It was officially the Union Station, but there was no real union: the other important railroads (the B&O, the P&LE, the Wabash) had their own stations. Most Pittsburghers knew this as the Penn Station for the Pennsylvania Railroad, which owned it and ran most of the trains. Although this view was taken in 2001, little has changed: already the building was high-class apartments, and already the trains came into a dumpy little modern station grafted on the back. Here, on a day of patchy clouds, the afternoon sun shines a spotlight on the station’s most famous feature: the rotunda, one of Daniel Burnham’s most famous architectural achievements, so distinctive that it has its own separate listing on the National Register of Historic Places.
“Make no little plans,” said Daniel Burnham; “they have no magic to stir men’s blood and probably themselves will not be realized.” The Chicago Tribune tells us the interesting story of the long search for the original source of that quotation, and the determination that it was in fact what Burnham said. It is probably the second-most-famous quotation from an architect in history: only Louis Sullivan’s “Form follows function” has been heard more often.
Outside Chicago, Pittsburgh was where the great Burnham was most prolific. Many of our most famous buildings—the Oliver Building, Penn Station, the Frick Building, and a good number of others—are by Burnham. Most of them are colossal. But the old Union Trust Company building—now the Engineers’ Society of Western Pennsylvania—was his first work here, and it is on a small scale. Small, but rich and perfect in its way. The front is a traditional Doric temple; the treatment of the top storey behind the pediment seems to enclose the temple in its own perfect world, insulated from the ugly realities of Fourth Avenue commercialism around it. It was built in 1898, and it can be seen as an answer and a rebuke to the tasteless extravagance of Isaac Hobbs’ 1870 Dollar Bank building across the street.
300 Sixth Avenue, the former Wood Street Building, was designed by Daniel Burnham. The lower floors were given an Art Deco makeover in 1939, but here we see the more original upper floors in the funhouse mirror of Two PNC Plaza.
Everything in the Frick Building is gleaming white marble, with just enough accents to keep the interior from becoming entirely invisible. Above, the staircase at the Grant Street entrance. Below, the revolving doors and clock at the Grant Street entrance.

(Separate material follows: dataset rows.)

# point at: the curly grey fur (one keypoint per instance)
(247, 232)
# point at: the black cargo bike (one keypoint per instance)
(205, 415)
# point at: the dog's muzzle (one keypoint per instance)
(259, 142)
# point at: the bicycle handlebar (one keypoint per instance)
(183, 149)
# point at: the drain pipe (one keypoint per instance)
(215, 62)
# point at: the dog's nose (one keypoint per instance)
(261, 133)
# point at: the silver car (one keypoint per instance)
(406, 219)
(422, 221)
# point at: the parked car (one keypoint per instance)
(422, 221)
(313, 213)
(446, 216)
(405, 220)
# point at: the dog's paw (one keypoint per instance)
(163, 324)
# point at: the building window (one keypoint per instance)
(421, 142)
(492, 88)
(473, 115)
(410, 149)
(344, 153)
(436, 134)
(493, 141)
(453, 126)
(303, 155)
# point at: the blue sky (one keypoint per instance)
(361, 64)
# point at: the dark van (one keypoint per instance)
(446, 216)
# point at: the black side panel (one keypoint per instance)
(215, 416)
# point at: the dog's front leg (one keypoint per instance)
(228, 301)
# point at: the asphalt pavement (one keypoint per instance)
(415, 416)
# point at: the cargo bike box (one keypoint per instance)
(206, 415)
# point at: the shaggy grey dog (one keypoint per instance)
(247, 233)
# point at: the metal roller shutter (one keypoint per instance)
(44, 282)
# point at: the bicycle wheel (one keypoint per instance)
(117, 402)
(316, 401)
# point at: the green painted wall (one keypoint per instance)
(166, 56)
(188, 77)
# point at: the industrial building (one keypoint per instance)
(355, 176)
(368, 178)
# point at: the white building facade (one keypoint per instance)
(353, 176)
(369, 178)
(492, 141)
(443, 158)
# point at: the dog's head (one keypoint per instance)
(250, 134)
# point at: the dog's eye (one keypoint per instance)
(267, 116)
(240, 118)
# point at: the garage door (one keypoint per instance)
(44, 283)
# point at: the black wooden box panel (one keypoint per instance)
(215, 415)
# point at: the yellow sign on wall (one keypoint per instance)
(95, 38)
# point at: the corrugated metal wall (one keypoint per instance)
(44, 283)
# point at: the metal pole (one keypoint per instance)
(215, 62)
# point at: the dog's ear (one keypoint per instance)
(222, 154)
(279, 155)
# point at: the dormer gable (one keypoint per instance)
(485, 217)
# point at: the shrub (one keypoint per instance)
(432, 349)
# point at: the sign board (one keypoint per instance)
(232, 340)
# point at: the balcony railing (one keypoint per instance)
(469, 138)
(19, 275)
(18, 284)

The lobby is shaped like a T, with a hall from the Grant Street entrance ending at the long hall from Forbes Avenue to Fifth Avenue, seen here from the Forbes Avenue entrance.
Even Henry Frick himself is gleaming white marble, rendered by the well-known sculptor Malvina Hoffman in 1923.
Louis Sullivan was of the opinion that Daniel Burnham’s success in the classical style was a great blow to American architecture. But what could be more American than a Burnham skyscraper? Like America, it melds its Old World influences into an entirely new form, in its way as harmonious and dignified as a Roman basilica, but without qualification distinctly American.